Duke worked tirelessly trying to find somebody who might buy the 30 acres, hoping this would allow her the time necessary to find homes for the animals.
As luck would have it, mere days before the sale of the larger property was to occur, an Island Haven volunteer happened to ask her sister if she knew anybody that might buy the land and farm. The sister replied that while she didn’t know somebody interested, she and her husband would be.
Working closely with the Preservation Trust, the 30-acre parcel was purchased with the full support and understanding that the horses could stay and Island Haven would be permitted to operate on the property.
“I’m completely grateful to October Farms,” says Duke. “Because of them Island Haven Animal Sanctuary has a place to operate, and our animals have a forever home.”
The sanctuary employs barn manager Braunti Cobb, who grew up working with horses before moving to the San Juan Islands a few years ago. After briefly involved with the whale watch community, Cobb found her calling working with Duke and the animals at Island Haven in 2019.

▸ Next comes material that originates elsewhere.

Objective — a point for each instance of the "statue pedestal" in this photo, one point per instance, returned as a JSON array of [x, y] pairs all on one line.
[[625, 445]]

Engaging daily with the sanctuary’s horses for the past several years, Cobb is now certified by the Professional Association of Therapeutic Horsemanship International International. This certification allows her to provide therapeutic services to all the equines housed at Island Haven.
For Cobb, there is no greater joy than spending time with the horses, a trait shared by Duke and the other volunteers who donate their time to the sanctuary.
“Volunteers are the backbone of this organization,” adds Duke. “Some of our volunteers are high school students, all the way to an 85-year-old. All are welcome. We only ask that people can lift 40 pounds and aren’t afraid to get dirty.” Duke says Island Haven is always looking for volunteers, “especially weekday commitments, that’s what we need most.”
The largest obstacle Island Haven faces are the rising costs of veterinary care and supplies, especially since COVID. “Hay has been a real challenge,” says Duke. “Everything from diesel, bailing twine, to fertilizer has gone up nearly 33%.” Other expenses include professional vet and hoof care.”
Recently Island Haven received a donation of a working John Deere tractor from a private donor with a matching gift from Microsoft, and the San Juan Island Rotary Club provided a partial grant to buy the sanctuary a four-wheel drive Gator, which will make working on the farm so much more efficient.
Operating since 2015, Island Haven Animal Sanctuary currently has 40 animals: 20 horses, 15 goats, two cows, three turkeys, and three barn cats.
“What we offer these animals is a greater quality of life,” says Duke. “We’re here to foster compassion for animals. And as a bonus I get to see horses every day” she says with an infectious smile.
Della passed away in March 2022, at 30 years old. She lived a full life on the exact farm that took her in as a young horse nearly a quarter century ago. “It really all started with Della,” adds Duke, “and I thank her every day for this opportunity. This really is Della’s farm.”